2) Mixed traverse left into a couloir funneling from the serac, which looked the size of a parking garage and seemed stable. (No debris, no recent activity.) This past October, however, it ripped — twice — while four Spanish climbers tried to repeat the route. They escaped unharmed.
3) The sun released little barrages of ice and rock, spooking me. I tried to boogie but screwed-up the route-finding (typical...) and went too high before traversing back right again. The traverse took us out from beneath the serac.
4) The upper couloir (mostly hidden) led us to the Col of Hope, five long simul-climbing pitches and eight hours after crossing the 'schrund.
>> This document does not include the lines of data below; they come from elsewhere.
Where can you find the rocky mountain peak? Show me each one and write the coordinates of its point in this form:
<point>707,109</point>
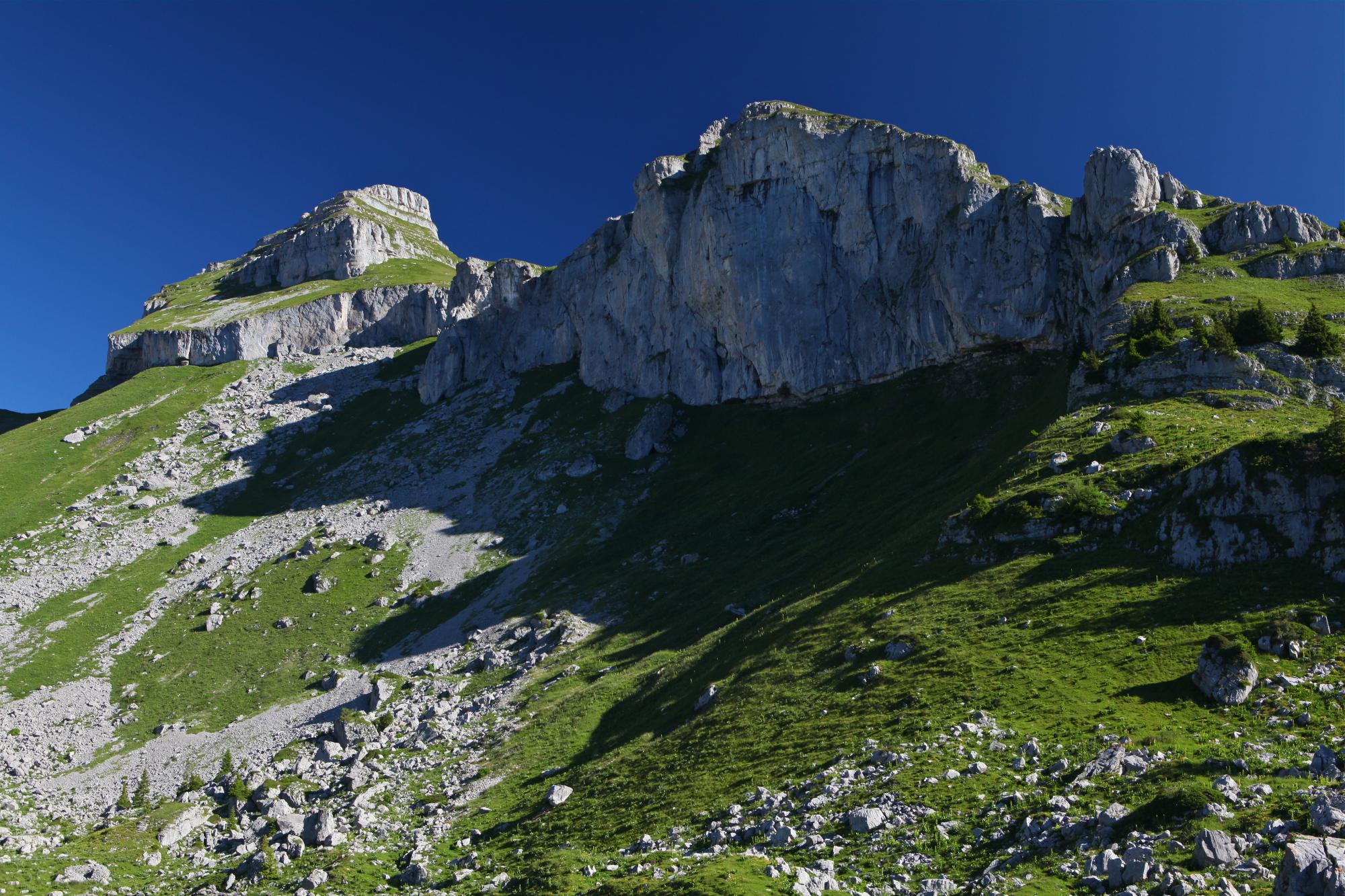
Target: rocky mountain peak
<point>344,237</point>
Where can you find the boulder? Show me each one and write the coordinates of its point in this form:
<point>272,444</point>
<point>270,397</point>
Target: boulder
<point>182,825</point>
<point>1215,848</point>
<point>1225,671</point>
<point>1312,866</point>
<point>88,872</point>
<point>1328,811</point>
<point>867,819</point>
<point>653,430</point>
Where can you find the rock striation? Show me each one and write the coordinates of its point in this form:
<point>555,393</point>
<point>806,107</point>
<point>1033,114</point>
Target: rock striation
<point>344,237</point>
<point>794,253</point>
<point>387,315</point>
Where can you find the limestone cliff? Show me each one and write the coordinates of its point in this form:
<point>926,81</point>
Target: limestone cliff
<point>797,252</point>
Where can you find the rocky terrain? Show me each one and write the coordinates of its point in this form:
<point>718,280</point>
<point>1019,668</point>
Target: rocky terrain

The Marsigny-Parkin wasn't terribly hard, but featured super-sustained ice, frontpointing the whole way. Note: this photo distorts the relative heights of the route's lower and upper portions.
5) The Col of Hope, where the 1974 Ragni di Lecco West Face route wraps around from the ice-cap side. Mind-blowing views — west to the icecap, east to rolling pampas and ranchlands, south to enormous lakes, and above us, Cerro Torre. We rested and brewed for three hours, and then Colin took the lead through the wild rime.
7) A little mixed climbing alongside relics (old fixed ropes and pins) from the 1974 Ragni di Lecco first ascent of Cerro Torre.
8) Top of the famed "headwall" pitch, which we finished at dark. Below the complex upper towers, we dug a tiny snow hole, crawled in, shivered, and spooned through the night. I made Colin wear the wig.
9) The upper towers, where we found several fantastic, wind-carvel tunnels with good ice. When we couldn't find tunnels, the climbing proved desperate — vertical and overhanging sugar snow with the route's technical crux (AI6-ish), plus a couple overhanging aid moves off horrible snow pickets. Gravity works against us — why not the same for the sugar snow?
10) Final snow mushroom was easy this year — some years it completely shuts climbers down. Thirty-two hours after crossing the 'schrund, we chilled on the summit for an hour without a breath of wind before beginning our descent.